Ant, Gradle and Maven - comparison - checking build prerequisites

So you decided to check some build prerequisites before doing any real job. You want to check if proper Java version is installed, if some configuration files are available etc.

I'll show you how you can do this using Ant, Gradle and Maven.

Please notice, that these code snippets are not equivalent.
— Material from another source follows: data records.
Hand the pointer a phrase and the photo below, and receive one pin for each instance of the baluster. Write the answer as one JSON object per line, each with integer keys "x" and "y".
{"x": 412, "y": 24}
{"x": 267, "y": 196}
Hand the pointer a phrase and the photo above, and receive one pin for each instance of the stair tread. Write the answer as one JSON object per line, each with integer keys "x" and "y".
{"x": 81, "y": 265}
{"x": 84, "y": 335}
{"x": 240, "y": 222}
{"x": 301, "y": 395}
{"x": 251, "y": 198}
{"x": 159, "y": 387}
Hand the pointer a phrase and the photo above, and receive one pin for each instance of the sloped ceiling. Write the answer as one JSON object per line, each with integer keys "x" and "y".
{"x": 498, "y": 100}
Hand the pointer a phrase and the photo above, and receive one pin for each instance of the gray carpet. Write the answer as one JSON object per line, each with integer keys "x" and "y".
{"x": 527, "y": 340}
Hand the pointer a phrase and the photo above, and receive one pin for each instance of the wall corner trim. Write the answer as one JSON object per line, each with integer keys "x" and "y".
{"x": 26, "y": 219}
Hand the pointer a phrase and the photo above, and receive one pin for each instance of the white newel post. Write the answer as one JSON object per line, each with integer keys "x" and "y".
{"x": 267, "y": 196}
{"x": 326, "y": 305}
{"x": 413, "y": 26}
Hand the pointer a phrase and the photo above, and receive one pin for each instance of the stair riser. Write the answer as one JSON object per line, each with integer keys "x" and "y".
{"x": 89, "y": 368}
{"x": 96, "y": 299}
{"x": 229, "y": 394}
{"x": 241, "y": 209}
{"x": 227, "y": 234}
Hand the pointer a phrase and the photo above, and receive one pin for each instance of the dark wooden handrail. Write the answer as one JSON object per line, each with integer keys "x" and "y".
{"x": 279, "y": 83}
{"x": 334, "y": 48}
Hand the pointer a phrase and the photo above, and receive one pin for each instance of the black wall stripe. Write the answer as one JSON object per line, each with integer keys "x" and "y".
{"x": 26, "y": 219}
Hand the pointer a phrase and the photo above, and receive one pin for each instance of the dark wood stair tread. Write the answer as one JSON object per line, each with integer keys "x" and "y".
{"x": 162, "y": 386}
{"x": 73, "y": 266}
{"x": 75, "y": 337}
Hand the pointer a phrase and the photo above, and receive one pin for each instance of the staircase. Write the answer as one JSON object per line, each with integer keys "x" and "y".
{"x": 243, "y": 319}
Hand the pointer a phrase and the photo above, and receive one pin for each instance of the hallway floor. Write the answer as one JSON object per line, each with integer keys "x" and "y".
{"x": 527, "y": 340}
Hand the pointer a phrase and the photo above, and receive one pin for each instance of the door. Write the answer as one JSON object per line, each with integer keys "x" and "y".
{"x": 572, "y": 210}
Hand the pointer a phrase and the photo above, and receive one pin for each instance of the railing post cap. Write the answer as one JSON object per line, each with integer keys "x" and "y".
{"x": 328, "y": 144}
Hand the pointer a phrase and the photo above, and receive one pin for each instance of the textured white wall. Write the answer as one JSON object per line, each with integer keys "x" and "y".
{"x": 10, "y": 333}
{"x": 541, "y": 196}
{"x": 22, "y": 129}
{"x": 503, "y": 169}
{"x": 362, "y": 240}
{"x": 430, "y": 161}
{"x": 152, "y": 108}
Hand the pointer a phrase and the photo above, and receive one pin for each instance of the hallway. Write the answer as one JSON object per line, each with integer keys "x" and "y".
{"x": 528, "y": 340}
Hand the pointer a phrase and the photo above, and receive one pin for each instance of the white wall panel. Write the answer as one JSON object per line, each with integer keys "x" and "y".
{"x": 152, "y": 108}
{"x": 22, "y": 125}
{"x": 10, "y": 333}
They are here only to illustrate how you can achieve similar effect using each of aforementioned tools.

So, let the code speak!

Ant

This snippet of code is taken from TestNG's build script (slightly changed).

<target name="validate">
  <condition property="requiredJavaVersion">
      <equals arg1="${ant.java.version}" arg2="1.3"/>
  </condition>
  <fail unless="requiredJavaVersion"
        message="Java version 1.3 required."/>
</target>
</project>
  • this way of doing "if" seems very unnatural,
  • too verbose,
  • not so easy to customize - in "then clause" you can do only what Ant tasks allow you to do (the good thing is, there are many Ant tasks available),
  • you need to know a lot about Ant and API of Ant tasks - condition, fail, ${ant.java.version}.

Gradle

task validate {
        if (!['1.3', '1.4'].contains(System.getProperty('java.version'))) {
                println "ERROR Java 1.3 or 1.4 required !
                   (found Java ${System.getProperty('java.version')})"
                System.exit(1)
        }
}
  • very straightforward and easy to understand,
  • no restriction on what you can do in "then clause",
  • you need to know Java or Groovy,
  • no standard way of expressing such build requirement, so the code you come up with might be very different from what your next-desk-colleague came up with.

Maven

This snippet of code is taken from maven-enforce-plugin usage (slightly changed).

<plugin>
   <groupId>org.apache.maven.plugins</groupId>
   <artifactId>maven-enforcer-plugin</artifactId>
   <executions>
     <execution>
       <id>enforce-versions</id>
       <goals>
         <goal>enforce</goal>
       </goals>
       <configuration>
         <rules>
           <requireJavaVersion>
             <version>1.3</version>
           </requireJavaVersion>      
         </rules>
       </configuration>
     </execution>
   </executions>
</plugin>
  • can do easily only what plugin authors predicted,
  • adding custom behavior is possible, but cumbersome (take a look here),
  • unnecessary verbose (goals, execution, id) for such a simple task,
  • this is a standard way of doing this kind of task with Maven,
  • you need to know such plugin exists (many Maven users don't - believe me).

Conclusions

This simple example shows what is the difference between XML based tools like Ant and Maven, and DSL (Groovy) based Gradle. First two are way too verbose and limit you only to things that were planned by tool author. This might be enough for simple cases, but will pinch in real-world development. Adding custom behavior will cost you a lot of effort.

Gradle allows you to do whatever you want, not limiting you with only a set of beforehand prepared choices. It allows to write more explicit, more verbose code. And I like it a lot.